NEW YORK (GenomeWeb) – Researchers are continuing to accumulate data suggesting that cancer cases marked by certain DNA repair problems are more likely to respond to immune checkpoint blockade drugs in a manner that's independent of the tumor's tissue of origin.
In a study appearing online today in Science, investigators from Johns Hopkins University and elsewhere took a prospective look at the possibility of using tumor mismatch repair (MMR) deficiency as a pan-cancer marker for immune checkpoint inhibitor response. They focused on 86 already-treated individuals affected by a dozen cancer types.
In those cases, which were all marked by MMR-deficiency, the team saw objective response rates exceeding 50 percent following treatment with the anti-PD-1 immunotherapy drug pembrolizumab (marketed as Keytruda by Merck). A little more than 20 percent of the patients had complete response to the drug, based on radiographic tumor imaging, the group reported.
Data from the study "support the hypothesis that the large proportion of mutant neoantigens in MMR-deficient cancers make them sensitive to immune checkpoint blockade, regardless of the cancers' tissue of origin," corresponding author Luis Diaz Jr. and his colleagues wrote. Diaz was affiliated with the Bloomberg-Kimmel Institute for Cancer Immunotherapy and the Sidney Kimmel Comprehensive Cancer Center when the research was performed. As of mid-April, he heads Memorial Sloan Kettering Cancer Center's solid tumor oncology division.

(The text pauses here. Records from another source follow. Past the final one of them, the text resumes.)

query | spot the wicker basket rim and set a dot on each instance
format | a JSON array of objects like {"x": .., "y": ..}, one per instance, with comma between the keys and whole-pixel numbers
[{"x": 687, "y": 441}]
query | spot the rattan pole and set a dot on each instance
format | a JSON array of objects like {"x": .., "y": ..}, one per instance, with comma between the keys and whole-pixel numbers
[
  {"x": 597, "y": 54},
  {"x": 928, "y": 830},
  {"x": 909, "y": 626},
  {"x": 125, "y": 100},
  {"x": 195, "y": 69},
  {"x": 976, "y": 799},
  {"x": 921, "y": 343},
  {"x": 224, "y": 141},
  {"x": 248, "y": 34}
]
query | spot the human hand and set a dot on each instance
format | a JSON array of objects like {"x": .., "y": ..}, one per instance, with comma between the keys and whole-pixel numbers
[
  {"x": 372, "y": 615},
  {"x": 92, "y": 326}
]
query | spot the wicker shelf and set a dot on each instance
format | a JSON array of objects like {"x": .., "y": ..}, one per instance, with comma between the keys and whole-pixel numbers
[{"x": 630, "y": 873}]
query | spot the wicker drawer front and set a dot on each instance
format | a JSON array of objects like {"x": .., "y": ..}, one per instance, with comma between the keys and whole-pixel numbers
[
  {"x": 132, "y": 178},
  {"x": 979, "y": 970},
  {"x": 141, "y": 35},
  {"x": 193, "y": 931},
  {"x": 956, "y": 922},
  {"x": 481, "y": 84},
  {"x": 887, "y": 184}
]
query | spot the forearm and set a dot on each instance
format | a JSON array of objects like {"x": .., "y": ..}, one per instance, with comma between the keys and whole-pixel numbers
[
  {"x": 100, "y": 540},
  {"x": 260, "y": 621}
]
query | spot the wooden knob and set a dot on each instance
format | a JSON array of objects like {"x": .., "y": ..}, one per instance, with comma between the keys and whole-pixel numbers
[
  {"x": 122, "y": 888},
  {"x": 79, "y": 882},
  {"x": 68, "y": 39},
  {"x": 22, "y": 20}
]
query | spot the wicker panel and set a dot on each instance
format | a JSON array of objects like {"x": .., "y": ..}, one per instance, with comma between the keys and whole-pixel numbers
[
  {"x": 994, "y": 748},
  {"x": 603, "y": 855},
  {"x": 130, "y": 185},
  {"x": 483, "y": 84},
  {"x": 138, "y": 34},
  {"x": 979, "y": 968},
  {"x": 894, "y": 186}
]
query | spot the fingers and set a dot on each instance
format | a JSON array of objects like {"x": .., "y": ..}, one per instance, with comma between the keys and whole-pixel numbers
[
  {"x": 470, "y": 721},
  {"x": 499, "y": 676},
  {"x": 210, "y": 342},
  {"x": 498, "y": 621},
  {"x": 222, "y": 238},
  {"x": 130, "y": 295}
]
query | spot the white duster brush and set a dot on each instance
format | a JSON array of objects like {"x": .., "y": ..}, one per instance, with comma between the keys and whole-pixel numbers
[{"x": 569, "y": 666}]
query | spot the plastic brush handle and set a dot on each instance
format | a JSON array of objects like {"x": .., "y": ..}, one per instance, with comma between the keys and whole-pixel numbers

At last year's American Society of Clinical Oncology annual meeting, Diaz reported on pembrolizumab response patterns in dozens of advanced colorectal cancer (CRC) patients with MMR-deficient or MMR-proficient tumors.
At 2015's ASCO conference, Diaz presented data from a phase II study of around 50 individuals with previously-treated cancer who were treated with pembrolizumab, comparing response to the checkpoint blockade in MMR-deficient CRC, MMR-intact CRC, or MMR-deficient cancer of another type.
In 2015, he and his colleagues also reported on apparent MMR ties to pembrolizumab response in 41 individuals with metastatic CRC or other progressive metastatic cancer types in the New England Journal of Medicine.
In their new Science study, Diaz and his co-authors wrote, "The genomes of mismatch repair-deficient tumors all harbor hundreds to thousands of somatic mutations, regardless of their cell of origin. We therefore sought to investigate the effects of PD-1 blockade (using the anti-PD-1 antibody pembrolizumab) in mismatch repair-deficient tumors independent of the tissue of origin."
For the latest published study, the team prospectively followed 86 cancer patients with one or more past treatment who were enrolled consecutively between September 2013 and September 2016. Using PCR or immunohistochemistry profiles, the researchers saw signs of MMR problems in each of the cases progressive cancer cases — patterns explored in more detail in a subset of the cases using targeted germline sequencing on MMR-related genes such as MSH2, MSH6, PMS2, and MLH1.
In 32 of the individuals with MSH2-mutated tumors, for example, the researchers uncovered germline alterations associated with Lynch syndrome. And another seven individuals who were not assessed by germline sequencing had family histories that appeared to be consistent with Lynch syndrome-related mutation carriage in their families.
Eighteen of the individuals had a complete response to the PD-1-targeting antibody drug pembrolizumab, and dozens more had a partial response or stable disease, translating into an objective response rate of 42 percent to 64 percent and a disease control rate of 66 percent to 85 percent.
Another 14 percent of individuals had disease progression, while 9 percent could not be evaluated at the scheduled 12-week scan, the researchers reported. Comparing exome sequences for matched tumor and normal samples from three non-responders and 15 individuals who did respond to pembrolizumab, they did not see discernable differences in non-synonymous mutation rates.
The team also used exome sequencing to identify new mutations that turned up in brain metastases from two of the five patients who experienced acquired resistance to pembrolizumab and were subsequently treated with additional radiation- and/or surgery-based treatments. And in a handful of pembrolizumab responders, deep T-cell receptor sequencing offered a peek at T-cell representation during this drug response.
To get a broader look at the frequency of MMR-deficiency across even more tumor types, the researchers used targeted sequencing to evaluate MMR status in more than 12,000 tumors from 32 cancer subtypes, uncovering MMR deficiency in less than 1 percent to roughly 17 percent of tumors depending on the cancer subtype considered.
"Because genetic and immunohistochemical tests for MMR-deficiency are already widely available," the authors concluded, "these results tie immunity, cancer genetics, and therapeutics together in a manner that will likely establish a new standard-of-care and in the future, testing for MMR-deficiency in patients' refractory to other treatments might be considered in order to identify those who may benefit from PD-1 pathway blockade, regardless of tumor type."